Statehouse Republicans have a point when they note that wealthier Ohioans benefit most from income tax cuts because they pay larger amounts in taxes. They have made this argument repeatedly in crafting the new two-year $62 billion state budget now on the governor’s desk.

The spending plan features a 10 percent reduction in income tax rates, achieved over three years. That’s on top of the 21 percent reduction enacted in 2005. Add the reductions together, and Ohioans will see rates fall by one-third the past decade. What Republican lawmakers, and Gov. John Kasich rarely, if ever, cite is that households at the highest income rungs in Ohio and elsewhere have enjoyed a practical monopoly on income gains the past three decades and especially in the wake of the recession. Their incomes have climbed steadily, while those of most others have stagnated.

That is part of the larger context for assessing the new tax cuts, including an additional reduction for small business owners. An analysis for Policy Matters Ohio by the Institute on Taxation and Economic Policy found that the top 1 percent of households, earning at least $335,000, would receive an annual tax cut of more than $6,000 on average. Those in the middle-fifth, with earnings of $33,000 to $51,000, would get a tax cut of $3. And the bottom fifth? Their overall taxes would increase by $12 a year.

Know that these sums from the analysis involve other components of the tax package in the budget plan, including a higher rate for the state sales tax, from 5.5 percent to 5.75 percent. The governor and allies argue that the state will benefit from this shifting of the tax burden from income to consumption. They contend that reducing the income tax will unleash the state economy.

Actually, as Michael Mazerov of the Center on Budget and Policy Priorities has shown in much depth, the academic research fails to support such claims. He concludes: “There simply is no consensus whatsoever that cutting taxes is a good strategy to boost state economic growth and create jobs.”

The budget debate has included many instances of Republican lawmakers comparing Ohio favorably with its neighbors, in particular, touting the this state’s lower jobless rate (7 percent). Worth adding is that Indiana, at 8.5 percent unemployment, has a flat income tax rate of 3.4 percent. The story is the same for Michigan and Pennsylvania, higher unemployment, lower flat income tax rate. At the start of this year, Ohio had a top rate of 5.92 percent for its progressive income tax.

And Minnesota? Its jobless rate is 5.3 percent, while its top income tax rate is 7.85 percent.

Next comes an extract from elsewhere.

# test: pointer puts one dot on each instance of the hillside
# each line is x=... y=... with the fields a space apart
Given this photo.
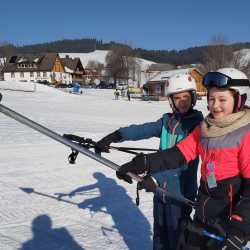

To be sure, these numbers hardly tell all. Where economists do find consensus is the importance of investing in the foundation of a state economy, in public works and people, from education to health care. That is what troubles about the priorities in this and recent state budgets, additional tax cuts for those already doing well, when the vast majority of Ohioans would benefit from such things as stronger classrooms and lower college tuition.